O rond comme une bouche déformée par un cri de colère. Par un cri de souffrance. Par un cri d’amour.

O eau comme celle qui coule dans le corps de chacun. L’eau te fait vivre, mais as-tu seulement pensé à la remercier ? Tu es ingrat.

O cycle de ta vie, comme un cycle infini que seul terminera un siècle lointain. Comme ta ville.

O comme le soleil couchant sur l’horizon.

O comme un œuf à la coque dans son coquetier. Comme un œuf jaune que tu viens briser. Révélant un cœur tendre, tendre ! Tendre comme le soleil.

O comme un râle perché si haut, si haut, si haut !

Tu ne pourras plus atteindre ces hauteurs ; tu es aveuglé par le soleil de ta cruelle passion ! Et que ta passion est égoïste.
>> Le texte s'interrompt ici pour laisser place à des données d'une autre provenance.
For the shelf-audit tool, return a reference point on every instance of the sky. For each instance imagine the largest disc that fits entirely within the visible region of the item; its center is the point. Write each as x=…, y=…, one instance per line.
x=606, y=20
Elle n’en fait qu’à sa tête, te faisant même du mal. Et quel mal.

De là haut les choses sont-elles plus grandes ? Ton soleil est-il plus pâle que celui des autres mortels ? Ton bonheur est-il plus fade ?

Tu souris mais tes dents ne font que cacher le vide de ta gorge. L’air que tu respires à travers la douleur blanche et creuse de ta propre vie est empuanti par l’écume marine. Des chevaux blancs dansent dans l’eau de la mer qui entoure ton monde. Tu tends la main pour les atteindre, tu les touches, les caresses. Sensuellement. Les chevaux haletants te crachent pourtant au visage mais la douceur de leur robe d’albâtre t’attire encore et encore. Tu les aimes, ces chevaux irréels, et ils battent dans ton cœur rapidement, galopant à de folles vitesses. A ton tour tu halètes et t’effondre sur le sol. Il tangue, ce sol maudit, ce sol de mer ! Tu chavires. Enfant, tu t’agrippes à des fantômes disparus et tente toujours avec désespoir de caresser de nouveau tes chevaux invisibles faits de l’écume de tes rêves. Las ! Tes rêves sont si fous, tes rêves sont si flous. Pourquoi y crois-tu encore ?

 

O, Si seulement L’eau d’Oslo pouvait te faire voguer vers l’infini !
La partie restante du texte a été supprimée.